In Part III of Chieftain of Andor Cleve finds, at the base of the mountain (on the other side from the cannibal jungle and river) the bustling port city of Sharne, whose economy relies largely on the slave trade.  Suave Cleve makes friends there, including with another sexy witch, Lahri, who is eager to share her bed with him.  Lahri, a good witch, can read his mind and detect that there are two personalities in there, and she helps him reintegrate his Andrah memories.  The novel ends as Andrah and friends flee the city on a ship, foiling the pursuit of the soldiers and sailors of yet another witch, Queen Kelas, tyrant of Sharne.    

The novel seems to end in the middle of the story, and lacks a conventional climax, as if Offutt was running into a page limit and/or expected to pen a sequel.  Presumably Cleve/Andrah is headed back to where his adventures started, to liberate Andrah's people from Shansi's rule and avenge the murder of poor Ledni; there is also a prophecy that he will return to the port of Sharne to overthrow Kelas.  It doesn't appear that these adventures were ever committed to print, however.  (Maybe in a sequel we also would have learned why Gordon wanted to save Andrah and why Shansi spared Andrah instead of summarily executing him like she did half a dozen other people.)

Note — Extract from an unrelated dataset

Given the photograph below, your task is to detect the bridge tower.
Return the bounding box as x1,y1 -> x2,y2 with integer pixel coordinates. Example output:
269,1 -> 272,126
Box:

I enjoyed Chieftain of Andor, it moves briskly, and all the strange and silly philosophical and scientific asides about feminism, cultural relativism, how merpeople and eyeless people might evolve, how magic could work and how stone age people might construct a ray gun out of radioactive rocks, are fun.  It probably qualifies as rushed hack work, but it doesn't slavishly ape Burroughs or Howard, and doesn't rely on repetitive fight scenes or graphic sex--there are in fact far fewer pages devoted to sex and violence than I had expected.  I don't know that I can recommend this strange piece of work to the average reader, but committed devotees of sword and planet/planetary romance stories may find it an interesting, entertaining curiosity.

**********


My copy of Chieftain of Andor, Dell 4551, has five pages of ads in the back, describing books about a real-life British commando raid, a fictional haunted U. S. Navy submarine, and a celebrity scientist's speculations about extraterrestrial life, as well as a science fiction novel written by Philip José Farmer but credited to fictional author Kilgore Trout, who was based on Theodore Sturgeon--these books all sound pretty good!  (Behold the power of advertising!)  There's also a list of SF titles from Dell that look like they are worth checking out, featuring Robert Silverberg, Jack Vance, and more names readers of this blog will recognize.

Quit your job, ignore your spouse and read all of these!